# Tree cutting



## GO Remodeling (Apr 5, 2005)

Been watching some tree cutting videos on you tube. There are trees that "barber chair." Has anyone actually experienced or seen this in person? Are there certain trees prone to this ? Just wondering.


----------



## Spencer (Jul 6, 2005)

*Tree Cutting*

I've only seen it online but know to be aware of it.


----------



## muskoka guy (Nov 16, 2013)

Leaning trees are prone to barber chairing.


----------



## Morning Wood (Jan 12, 2008)

I just cut and run.


----------



## griz (Nov 26, 2009)

Yes, I have seen it several times.

Sort of the result pf a perfect storm.

Two dead from it 3 VERY QUICK futher muckers that are plain old lucky.

Falling timber is a VERY DANGEROUS occupation...

No particular species is prone to it. Can happen any time...


----------



## GO Remodeling (Apr 5, 2005)

Griz,

Is there any warning sound like crackling or something? ( insert funny comment here...) Does a leaning tree get cut differently to avoid splitting it?

My kid, the lawn cutter, has sought out some trees to cut in the neighborhood. I get to review his choices, most of the time .

I've always helped him and his two partners. A 20' crab apple, 20' birch and 20-25' ash have been cut. He was going to cut a 40-45' ash but the homeowner had second thoughts (glad he said no. I didn't know about it)

Anyway, small trees are just right for them.


----------



## VinylHanger (Jul 14, 2011)

I'll cut up to 30 feet.or so if it is a scrub tree. Any bigger than that, it needs to be out in the open where I can't cause any damage.
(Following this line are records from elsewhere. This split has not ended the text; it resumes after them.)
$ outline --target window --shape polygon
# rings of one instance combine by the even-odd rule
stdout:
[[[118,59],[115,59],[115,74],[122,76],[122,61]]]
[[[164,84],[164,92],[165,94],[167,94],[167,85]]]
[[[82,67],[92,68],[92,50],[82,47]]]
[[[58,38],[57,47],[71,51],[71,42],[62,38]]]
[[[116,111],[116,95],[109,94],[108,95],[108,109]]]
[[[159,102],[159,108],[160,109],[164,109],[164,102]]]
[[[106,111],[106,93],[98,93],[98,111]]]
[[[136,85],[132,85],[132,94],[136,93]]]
When they are near a house, I'll climb up on the roof and use my pole pruner and extension to lop the top off. Then cut it into small bite sized pieces. I love my pole pruner.


----------



## Tinstaafl (Jan 6, 2008)

20-30' trees aren't really all that dangerous in the large scheme, though even a 10' bush can give you a spanking on occasion. :laughing:

While those weird splits do happen, they're relatively rare, and if you're following proper procedures the chances of getting nailed aren't all that huge. Give the kid some credit and let him roll with it. :thumbsup:


----------



## griz (Nov 26, 2009)

olzo55 said:


> ...Griz,
> 
> Is there any warning sound like crackling or something? ( insert funny comment here...) Does a leaning tree get cut differently to avoid splitting it?...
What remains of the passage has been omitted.